# Lattice of subgroups

In mathematics, the lattice of subgroups of a group $G$ is the lattice whose elements are the subgroups of $G$ , with the partial order relation being set inclusion. In this lattice, the join of two subgroups is the subgroup generated by their union, and the meet of two subgroups is their intersection.

## Example

The dihedral group Dih4 has ten subgroups, counting itself and the trivial subgroup. Five of the eight group elements generate subgroups of order two, and the other two non-identity elements both generate the same cyclic subgroup of order four. In addition, there are two subgroups of the form Z2 × Z2, generated by pairs of order-two elements. The lattice formed by these ten subgroups is shown in the illustration.

This example also shows that the lattice of all subgroups of a group is not a modular lattice in general. Indeed, this particular lattice contains the forbidden "pentagon" N5 as a sublattice.

## Properties

For any A, B, and C subgroups of a group with AC (A subgroup of C) then ABC = A(B ∩ C); the multiplication here is the product of subgroups. This property has been called the modular property of groups (Aschbacher 2000) or (Dedekind's) modular law (Robinson 1996, Cohn 2000). Since for two normal subgroups the product is actually the smallest subgroup containing the two, the normal subgroups form a modular lattice.

The Lattice theorem establishes a Galois connection between the lattice of subgroups of a group and that of its quotients.

The Zassenhaus lemma gives an isomorphism between certain combinations of quotients and products in the lattice of subgroups.

In general, there is no restriction on the shape of the lattice of subgroups, in the sense that every lattice is isomorphic to a sublattice of the subgroup lattice of some group. Furthermore, every finite lattice is isomorphic to a sublattice of the subgroup lattice of some finite group (Schmidt 1994, p. 9).

## Characteristic lattices

Subgroups with certain properties form lattices, but other properties do not.

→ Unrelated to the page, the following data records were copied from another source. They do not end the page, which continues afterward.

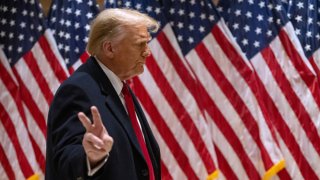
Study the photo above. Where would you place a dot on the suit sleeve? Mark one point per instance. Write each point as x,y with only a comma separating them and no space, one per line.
65,132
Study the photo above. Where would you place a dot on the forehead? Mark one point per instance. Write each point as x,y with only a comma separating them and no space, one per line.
138,32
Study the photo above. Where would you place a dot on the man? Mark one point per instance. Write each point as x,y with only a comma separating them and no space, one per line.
96,127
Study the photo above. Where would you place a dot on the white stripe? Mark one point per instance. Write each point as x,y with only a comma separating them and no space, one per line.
245,93
316,58
167,30
226,108
167,157
291,164
20,129
228,153
32,86
45,68
289,29
185,97
54,48
228,35
35,131
5,63
173,122
3,174
297,83
286,112
10,153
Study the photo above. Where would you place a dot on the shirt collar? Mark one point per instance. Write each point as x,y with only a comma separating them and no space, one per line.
114,79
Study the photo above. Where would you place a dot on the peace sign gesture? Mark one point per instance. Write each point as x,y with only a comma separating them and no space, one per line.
96,141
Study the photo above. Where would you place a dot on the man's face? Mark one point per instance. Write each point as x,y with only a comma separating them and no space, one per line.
131,52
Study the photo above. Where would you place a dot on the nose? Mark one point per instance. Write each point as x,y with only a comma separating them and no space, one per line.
146,52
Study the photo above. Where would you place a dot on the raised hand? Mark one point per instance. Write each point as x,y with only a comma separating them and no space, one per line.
96,141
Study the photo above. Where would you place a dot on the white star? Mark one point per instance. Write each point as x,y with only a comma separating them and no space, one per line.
138,6
13,10
12,23
191,27
245,42
76,25
68,11
300,5
237,12
77,12
311,7
190,40
260,17
181,12
262,4
157,10
246,28
307,47
256,44
201,29
298,18
20,37
278,7
191,15
258,30
269,33
127,4
87,27
249,14
235,26
309,34
203,16
89,15
171,11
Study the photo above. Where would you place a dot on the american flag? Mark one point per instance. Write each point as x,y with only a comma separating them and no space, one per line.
31,70
305,18
70,24
168,93
288,81
191,52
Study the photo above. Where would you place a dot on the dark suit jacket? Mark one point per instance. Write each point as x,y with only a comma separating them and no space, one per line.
66,158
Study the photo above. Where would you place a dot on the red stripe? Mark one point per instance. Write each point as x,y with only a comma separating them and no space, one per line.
163,129
299,110
39,156
38,76
12,134
6,164
13,90
247,74
315,67
165,175
308,77
235,99
52,59
31,105
206,102
224,165
181,113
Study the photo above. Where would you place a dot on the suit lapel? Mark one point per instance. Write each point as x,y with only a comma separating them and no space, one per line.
113,101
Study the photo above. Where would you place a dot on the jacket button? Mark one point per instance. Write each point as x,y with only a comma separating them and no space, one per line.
144,172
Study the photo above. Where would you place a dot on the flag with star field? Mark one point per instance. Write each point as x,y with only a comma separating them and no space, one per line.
231,90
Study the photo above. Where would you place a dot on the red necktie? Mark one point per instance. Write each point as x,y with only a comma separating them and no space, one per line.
137,130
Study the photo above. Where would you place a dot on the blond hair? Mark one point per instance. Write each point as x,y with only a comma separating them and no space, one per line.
110,23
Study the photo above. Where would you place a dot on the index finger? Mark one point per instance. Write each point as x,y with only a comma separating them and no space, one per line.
85,121
96,118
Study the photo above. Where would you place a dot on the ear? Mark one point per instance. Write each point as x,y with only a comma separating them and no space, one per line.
108,49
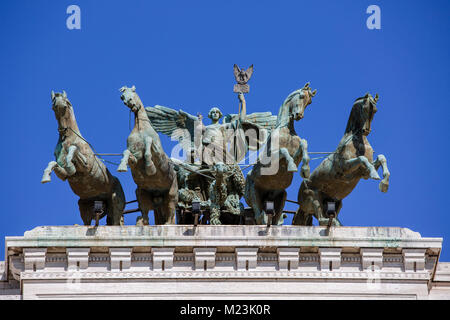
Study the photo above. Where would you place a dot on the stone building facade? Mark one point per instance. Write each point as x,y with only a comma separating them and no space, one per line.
223,262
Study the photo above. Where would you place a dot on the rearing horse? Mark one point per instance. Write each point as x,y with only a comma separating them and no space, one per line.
268,180
87,175
337,176
153,173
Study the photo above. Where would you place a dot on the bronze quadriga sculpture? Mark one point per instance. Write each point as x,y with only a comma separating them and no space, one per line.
284,151
151,168
87,175
337,175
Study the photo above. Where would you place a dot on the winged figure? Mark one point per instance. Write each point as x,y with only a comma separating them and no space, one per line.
242,76
194,136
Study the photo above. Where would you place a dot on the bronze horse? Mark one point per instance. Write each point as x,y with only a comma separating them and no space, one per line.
153,173
268,180
337,176
87,175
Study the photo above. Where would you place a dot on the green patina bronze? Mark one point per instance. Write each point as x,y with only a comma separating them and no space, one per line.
337,175
87,175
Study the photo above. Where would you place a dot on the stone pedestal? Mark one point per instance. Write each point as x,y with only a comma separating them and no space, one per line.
223,262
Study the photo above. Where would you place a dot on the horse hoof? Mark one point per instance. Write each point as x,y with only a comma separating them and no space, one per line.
150,170
374,175
383,186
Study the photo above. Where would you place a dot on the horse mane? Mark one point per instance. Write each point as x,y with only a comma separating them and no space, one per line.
356,118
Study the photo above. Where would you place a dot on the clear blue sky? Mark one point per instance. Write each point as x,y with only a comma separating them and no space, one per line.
181,53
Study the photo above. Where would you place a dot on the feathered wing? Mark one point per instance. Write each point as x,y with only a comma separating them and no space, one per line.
178,125
236,71
249,72
261,123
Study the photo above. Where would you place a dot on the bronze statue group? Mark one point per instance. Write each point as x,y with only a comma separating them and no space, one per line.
208,185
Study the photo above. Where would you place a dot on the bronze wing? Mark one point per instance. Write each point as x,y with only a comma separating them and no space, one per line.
178,125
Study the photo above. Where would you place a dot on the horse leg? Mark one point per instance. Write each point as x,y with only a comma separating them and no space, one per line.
292,167
145,205
381,161
52,165
260,217
353,164
301,218
86,210
214,217
123,166
171,200
116,205
305,170
70,167
280,200
150,168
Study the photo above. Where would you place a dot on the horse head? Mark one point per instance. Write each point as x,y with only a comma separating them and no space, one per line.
63,111
130,98
294,106
363,111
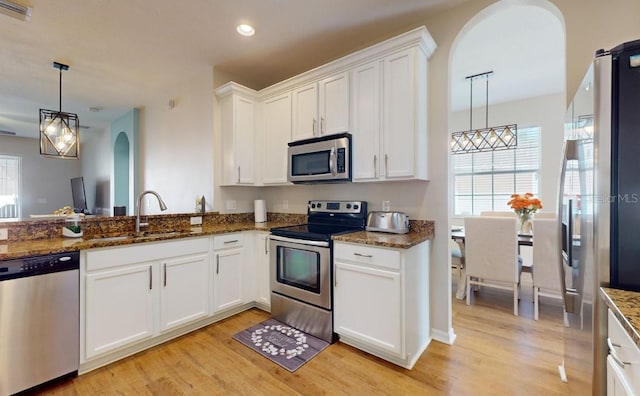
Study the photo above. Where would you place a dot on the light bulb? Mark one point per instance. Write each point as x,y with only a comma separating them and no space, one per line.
478,138
493,136
245,30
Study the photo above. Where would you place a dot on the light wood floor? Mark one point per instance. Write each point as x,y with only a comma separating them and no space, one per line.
495,353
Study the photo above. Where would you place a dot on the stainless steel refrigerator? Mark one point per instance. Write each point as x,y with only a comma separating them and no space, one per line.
604,208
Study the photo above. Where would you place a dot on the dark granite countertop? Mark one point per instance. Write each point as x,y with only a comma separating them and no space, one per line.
626,307
17,249
420,231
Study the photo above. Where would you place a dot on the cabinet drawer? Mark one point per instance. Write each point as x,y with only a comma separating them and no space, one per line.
387,258
228,241
626,351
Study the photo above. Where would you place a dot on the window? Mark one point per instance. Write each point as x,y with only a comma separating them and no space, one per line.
485,181
9,187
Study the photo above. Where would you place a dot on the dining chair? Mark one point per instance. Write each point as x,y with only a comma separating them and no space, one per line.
497,213
491,254
546,260
457,262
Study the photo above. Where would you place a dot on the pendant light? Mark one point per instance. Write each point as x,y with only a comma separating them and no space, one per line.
59,131
484,139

• Normal subgroups always form a modular lattice. In fact, the essential property that guarantees that the lattice is modular is that subgroups commute with each other, i.e. that they are quasinormal subgroups.
• Nilpotent normal subgroups form a lattice, which is (part of) the content of Fitting's theorem.
• In general, for any Fitting class F, both the subnormal F-subgroups and the normal F-subgroups form lattices. This includes the above with F the class of nilpotent groups, as well as other examples such as F the class of solvable groups. A class of groups is called a Fitting class if it is closed under isomorphism, subnormal subgroups, and products of subnormal subgroups.
• Central subgroups form a lattice.

However, neither finite subgroups nor torsion subgroups form a lattice: for instance, the free product $\mathbf {Z} /2\mathbf {Z} *\mathbf {Z} /2\mathbf {Z}$ is generated by two torsion elements, but is infinite and contains elements of infinite order.

The fact that normal subgroups form a modular lattice is a particular case of a more general result, namely that in any Maltsev variety (of which groups are an example), the lattice of congruences is modular (Kearnes & Kiss 2013).

## Characterizing groups by their subgroup lattices

Lattice theoretic information about the lattice of subgroups can sometimes be used to infer information about the original group, an idea that goes back to the work of Øystein Ore (1937, 1938). For instance, as Ore proved, a group is locally cyclic if and only if its lattice of subgroups is distributive. If additionally the lattice satisfies the ascending chain condition, then the group is cyclic.

The groups whose lattice of subgroups is a complemented lattice are called complemented groups (Zacher 1953), and the groups whose lattice of subgroups are modular lattices are called Iwasawa groups or modular groups (Iwasawa 1941). Lattice-theoretic characterizations of this type also exist for solvable groups and perfect groups (Suzuki 1951).